Nesse serão o episódio do metro e o sonho não lhe abandonaram os pensamentos, ambos perturbadores e resistentes.

A manhã despontou mais clara que a anterior, o Sol, menos tímido, destribuia calor com generosidade.
Mais calma deixou-se ficar na cama a ler, hoje faria o turno da noite no cinema onde trabalhava, teria toda a manhã para si. A cadela ressonava baixinho ainda aninhada ao seu lado, aquele som ritmado e tranquilo trazia-lhe sempre serenidade.
Não tinha jantado na noite anterior e não sentia fome, só a urgência de fumar um cigarro, maldito hábito pensou.
Levantou-se por fim, cedendo à tentanção mas não quebrando a regra imposta por si "Nunca fumar na cama".
Contornou as memórias do dia anterior enquanto inalava, não deixaria que a afectassem.
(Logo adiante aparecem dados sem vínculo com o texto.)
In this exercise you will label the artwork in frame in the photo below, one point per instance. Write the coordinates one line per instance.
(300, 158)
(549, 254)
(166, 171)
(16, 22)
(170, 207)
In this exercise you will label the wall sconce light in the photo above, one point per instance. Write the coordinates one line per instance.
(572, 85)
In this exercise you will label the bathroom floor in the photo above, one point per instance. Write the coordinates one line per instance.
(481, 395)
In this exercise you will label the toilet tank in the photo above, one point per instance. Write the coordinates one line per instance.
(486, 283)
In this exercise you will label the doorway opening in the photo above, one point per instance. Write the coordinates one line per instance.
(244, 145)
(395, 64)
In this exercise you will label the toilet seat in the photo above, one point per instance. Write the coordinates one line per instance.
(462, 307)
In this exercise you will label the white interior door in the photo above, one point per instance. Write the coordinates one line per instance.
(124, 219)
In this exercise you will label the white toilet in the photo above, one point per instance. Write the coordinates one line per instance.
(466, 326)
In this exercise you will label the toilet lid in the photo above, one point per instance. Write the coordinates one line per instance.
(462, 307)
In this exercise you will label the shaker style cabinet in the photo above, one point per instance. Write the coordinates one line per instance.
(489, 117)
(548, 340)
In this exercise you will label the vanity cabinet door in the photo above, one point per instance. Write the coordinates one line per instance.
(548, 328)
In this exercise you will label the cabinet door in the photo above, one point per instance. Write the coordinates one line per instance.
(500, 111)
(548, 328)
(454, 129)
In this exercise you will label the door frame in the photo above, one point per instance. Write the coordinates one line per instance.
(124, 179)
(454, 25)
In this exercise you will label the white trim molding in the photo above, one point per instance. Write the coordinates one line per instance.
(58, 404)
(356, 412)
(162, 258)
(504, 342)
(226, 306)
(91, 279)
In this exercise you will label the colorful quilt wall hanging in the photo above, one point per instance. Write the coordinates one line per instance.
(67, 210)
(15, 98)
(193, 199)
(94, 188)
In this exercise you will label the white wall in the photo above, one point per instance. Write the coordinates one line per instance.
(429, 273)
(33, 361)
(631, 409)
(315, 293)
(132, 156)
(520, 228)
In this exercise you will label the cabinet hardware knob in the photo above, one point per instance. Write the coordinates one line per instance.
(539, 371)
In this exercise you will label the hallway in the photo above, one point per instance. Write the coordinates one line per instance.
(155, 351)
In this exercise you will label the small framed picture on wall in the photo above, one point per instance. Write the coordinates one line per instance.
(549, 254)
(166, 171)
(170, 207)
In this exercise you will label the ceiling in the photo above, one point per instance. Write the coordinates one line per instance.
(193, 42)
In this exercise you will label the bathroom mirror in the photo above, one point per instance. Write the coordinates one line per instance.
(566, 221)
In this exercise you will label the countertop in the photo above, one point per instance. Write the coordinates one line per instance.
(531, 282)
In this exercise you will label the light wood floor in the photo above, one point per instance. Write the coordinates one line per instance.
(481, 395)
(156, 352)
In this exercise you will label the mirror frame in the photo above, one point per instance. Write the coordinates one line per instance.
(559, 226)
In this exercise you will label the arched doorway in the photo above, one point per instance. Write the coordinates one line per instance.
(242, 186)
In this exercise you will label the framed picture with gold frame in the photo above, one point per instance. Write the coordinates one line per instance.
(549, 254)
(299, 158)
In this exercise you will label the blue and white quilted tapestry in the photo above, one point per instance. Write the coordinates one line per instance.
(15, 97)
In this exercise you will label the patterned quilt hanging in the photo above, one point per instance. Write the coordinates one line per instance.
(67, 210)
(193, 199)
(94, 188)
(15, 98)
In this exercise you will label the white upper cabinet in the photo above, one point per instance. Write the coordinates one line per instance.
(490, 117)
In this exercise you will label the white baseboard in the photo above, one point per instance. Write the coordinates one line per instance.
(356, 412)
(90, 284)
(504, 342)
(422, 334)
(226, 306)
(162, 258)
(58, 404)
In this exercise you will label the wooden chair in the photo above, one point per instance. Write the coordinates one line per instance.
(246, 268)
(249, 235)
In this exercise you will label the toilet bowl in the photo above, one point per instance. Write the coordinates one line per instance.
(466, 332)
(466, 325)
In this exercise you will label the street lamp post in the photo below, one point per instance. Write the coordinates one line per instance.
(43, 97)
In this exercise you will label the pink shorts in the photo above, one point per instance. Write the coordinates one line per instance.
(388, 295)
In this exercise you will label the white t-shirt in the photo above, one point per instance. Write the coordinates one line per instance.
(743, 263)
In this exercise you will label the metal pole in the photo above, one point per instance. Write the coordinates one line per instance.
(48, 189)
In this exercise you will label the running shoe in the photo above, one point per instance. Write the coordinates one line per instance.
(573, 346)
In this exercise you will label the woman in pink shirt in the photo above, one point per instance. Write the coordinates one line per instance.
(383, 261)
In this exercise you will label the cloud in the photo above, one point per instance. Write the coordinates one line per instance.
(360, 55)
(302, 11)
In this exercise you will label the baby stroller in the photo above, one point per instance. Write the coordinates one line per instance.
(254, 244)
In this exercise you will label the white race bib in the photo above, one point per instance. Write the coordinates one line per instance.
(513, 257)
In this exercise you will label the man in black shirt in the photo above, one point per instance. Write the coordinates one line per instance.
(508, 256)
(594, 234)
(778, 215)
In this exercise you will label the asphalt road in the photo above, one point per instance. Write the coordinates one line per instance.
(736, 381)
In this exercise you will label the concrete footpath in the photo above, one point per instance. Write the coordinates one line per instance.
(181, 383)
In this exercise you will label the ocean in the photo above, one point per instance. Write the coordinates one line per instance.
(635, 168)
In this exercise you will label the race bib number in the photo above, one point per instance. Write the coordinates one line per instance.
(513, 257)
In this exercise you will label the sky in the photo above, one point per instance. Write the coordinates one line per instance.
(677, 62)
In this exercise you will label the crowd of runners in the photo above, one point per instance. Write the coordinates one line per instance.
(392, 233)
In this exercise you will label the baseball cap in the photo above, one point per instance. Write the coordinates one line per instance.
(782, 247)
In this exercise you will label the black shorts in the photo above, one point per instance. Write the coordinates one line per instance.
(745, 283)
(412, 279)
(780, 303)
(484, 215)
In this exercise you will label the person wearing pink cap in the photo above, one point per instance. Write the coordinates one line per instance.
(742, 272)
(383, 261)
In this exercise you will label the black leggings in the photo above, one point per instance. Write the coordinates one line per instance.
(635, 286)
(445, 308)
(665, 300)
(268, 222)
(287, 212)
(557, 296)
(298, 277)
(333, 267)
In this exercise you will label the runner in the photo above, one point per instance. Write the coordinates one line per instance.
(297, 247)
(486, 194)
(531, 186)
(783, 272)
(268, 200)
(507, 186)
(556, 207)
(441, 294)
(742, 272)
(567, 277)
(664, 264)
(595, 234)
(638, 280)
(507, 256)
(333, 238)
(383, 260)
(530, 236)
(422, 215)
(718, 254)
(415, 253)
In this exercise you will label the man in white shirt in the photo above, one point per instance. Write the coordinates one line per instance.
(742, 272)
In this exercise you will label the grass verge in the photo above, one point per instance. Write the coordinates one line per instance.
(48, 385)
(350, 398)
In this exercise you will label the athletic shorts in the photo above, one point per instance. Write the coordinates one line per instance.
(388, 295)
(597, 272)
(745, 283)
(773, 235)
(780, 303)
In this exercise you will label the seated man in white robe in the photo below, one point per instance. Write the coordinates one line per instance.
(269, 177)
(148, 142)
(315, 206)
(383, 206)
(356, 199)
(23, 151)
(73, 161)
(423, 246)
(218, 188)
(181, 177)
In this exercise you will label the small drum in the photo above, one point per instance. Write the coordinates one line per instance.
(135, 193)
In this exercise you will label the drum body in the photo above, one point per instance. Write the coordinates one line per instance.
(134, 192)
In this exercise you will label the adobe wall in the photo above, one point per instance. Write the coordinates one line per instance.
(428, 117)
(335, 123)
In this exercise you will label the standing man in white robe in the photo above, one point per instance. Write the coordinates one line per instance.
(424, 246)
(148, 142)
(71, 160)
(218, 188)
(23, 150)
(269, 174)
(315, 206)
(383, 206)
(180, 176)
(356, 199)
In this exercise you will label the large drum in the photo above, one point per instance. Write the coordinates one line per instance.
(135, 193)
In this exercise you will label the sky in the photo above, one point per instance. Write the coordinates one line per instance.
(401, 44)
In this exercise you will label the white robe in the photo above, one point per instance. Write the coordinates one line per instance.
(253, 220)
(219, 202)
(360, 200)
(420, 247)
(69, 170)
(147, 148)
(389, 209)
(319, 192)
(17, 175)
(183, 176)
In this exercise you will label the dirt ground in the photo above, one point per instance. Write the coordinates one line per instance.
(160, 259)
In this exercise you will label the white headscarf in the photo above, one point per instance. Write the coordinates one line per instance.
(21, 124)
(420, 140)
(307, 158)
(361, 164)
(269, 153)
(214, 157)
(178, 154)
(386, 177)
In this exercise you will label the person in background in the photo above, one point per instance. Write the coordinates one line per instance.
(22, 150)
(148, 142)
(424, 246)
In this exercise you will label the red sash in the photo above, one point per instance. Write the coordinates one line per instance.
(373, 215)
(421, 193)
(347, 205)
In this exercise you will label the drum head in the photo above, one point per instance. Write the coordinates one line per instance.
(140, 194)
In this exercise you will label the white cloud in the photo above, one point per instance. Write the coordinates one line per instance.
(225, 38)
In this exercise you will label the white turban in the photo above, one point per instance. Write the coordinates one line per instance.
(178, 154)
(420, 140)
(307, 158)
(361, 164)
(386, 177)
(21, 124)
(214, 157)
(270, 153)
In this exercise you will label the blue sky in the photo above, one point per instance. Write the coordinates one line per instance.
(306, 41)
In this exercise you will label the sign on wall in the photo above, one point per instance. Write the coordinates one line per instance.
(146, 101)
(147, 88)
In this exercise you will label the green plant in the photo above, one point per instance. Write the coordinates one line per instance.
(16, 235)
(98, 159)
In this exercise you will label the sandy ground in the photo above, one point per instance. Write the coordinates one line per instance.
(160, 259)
Só mesmo alguém muito só e patologicamente fantasioso se deixaria abalar por algo com tão pouca importâcia, talvez fosse o seu caso..."
(continua)

Monday 2 November 2009

Prólogo

"O dia estava ameno, talvez demasiado húmido para ser considerado perfeito. Uns quantos raios de Sol rasgavam nuvens cinzentas e opacas.
Mais um serão vazio e a cadela faminta, como sempre, eram tudo o que tinha à espera... por isso deixou-se ficar. Conversou um pouco mais, riu um pouco mais, teimando contra o tempo, denso, pastoso. Cedendo, por fim, fumou um cigarro e dirigiu-se para o metro de auscultadores nos ouvidos.
Aguardando não mais que um lento regresso a casa, algo a surpreendeu sorrindo. Sorria, de facto. Não para si, mas sorria. Nesse sorriso podia compreender todas as gargalhadas passadas e futuras. Sem se aperceber, enquanto observava, sentiu ciúmes de todos os momentos que aquele rapaz sorridente havia partilhado com outros e não consigo. Desejou-o. Desejou ser o motivo de todos os seus sorrisos, lágrimas, sussurros, medos, sonhos...
O rapaz desconhecido retribuiu-lhe o olhar, sentindo-se observado, quebrando-lhe por instantes a fantasia a que se entregava, ela colou os olhos ao solo. Repreendeu-se, assumindo-se de novo; ainda que, passados instantes, se dedicasse de novo a olhá-lo. Agora, mais consciente, observava-o com a moderação possível, tentando cristalizar o rosto que lhe relembrava tudo o que existe em potência na relação entre duas pessoas, algo que estivera submerso, adormecido como um animal sedado.
A estação terminal seguiu-se, na dispersão do final do percurso ela antecedeu-lhe os passos, como que em fuga, envergonhada pela liberdade a que se dera durante a viagem.
Tentou acalmar-se com um cigarro, mas a angústia foi veloz e instalou-se. Nunca mais o veria, pensou, nem a ele, nem ao seu sorriso cheio de promessas. Oh e era já bem mais que angústia, era uma raiva mutilante ao reconhecer que a sua frágil memória não seria capaz de lhe fornecer mais do que sombras do que havia visto passado pouco tempo. Como era cruel o tempo e a memória!
Tinha amado aquele estranho por um momento.
Aquietou-se. Afinal de que lhe serviria o rapaz? Podia amar a ideia. É certo que existem muitas pessoas que amam uma ideia por toda a vida e que não são capazes de fazer o mesmo por uma pessoa.
Mas, assim sendo, porque ansiava ainda ver aquele rosto outra vez? Sentir o mesmo pulsar. Talvez a ideia não fosse suficiente, pelo menos não tanto quanto a sensação de estar a dois metros dele, questionar, qual seria o seu cheiro, como havia feito antes, na carruagem de metro, entre os estranhos."